- From: Lou Burnard <lou@vax.ox.ac.uk>
- Date: Mon, 10 Mar 1997 15:14:02 +0000
- To: W3C-SGML-WG@w3.org
From: OXVAXD::LOU "Lou Burnard" 10-MAR-1997 14:51:18.60 To: MX%"Peter@ursus.demon.co.uk" CC: LOU Subj: Re: 4.5 TEI Extended Pointer Locators? |Fnd I am mystified by the example in A.1.1.13 (the 3rd, 4th 5th tokens |in "This is _not_ a very good idea" are apparently: |"not_", "a" "very" |The _ acts as a delimiter if it leads a token but not if it trails it? |(Any default use of _ as a delimiter will cause scientists a lot of |grief, I suspect).] The rule is that the first SGML namecharacter found starts a new token, and the first non namecharacter terminates it, with the proviso that any character whose status as a namecharacter is not defined in the current SGML declaration is treated as a non-name-char (i.e. as white space). See TEI P3 p 419, from which the XML spec has been derived).
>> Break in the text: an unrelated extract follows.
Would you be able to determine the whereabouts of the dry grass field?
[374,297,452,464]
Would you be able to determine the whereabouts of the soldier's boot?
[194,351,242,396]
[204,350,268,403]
This means that the underscore is, by default, regarded as white space, so the location specification TOKEN (3 5) starts with the "not" of "not_". The example is perhaps a little confusing because it requests a *span* of tokens (from the 3rd i.e. "not" to the 5th i.e. "very"), and a span, naturally enough, includes all the characters from the start of its beginning to the end of its end, including therefore one of the underscores, but not the other. Seemed a good idea at the time! Lou
Received on Monday, 10 March 1997 10:14:31 UTC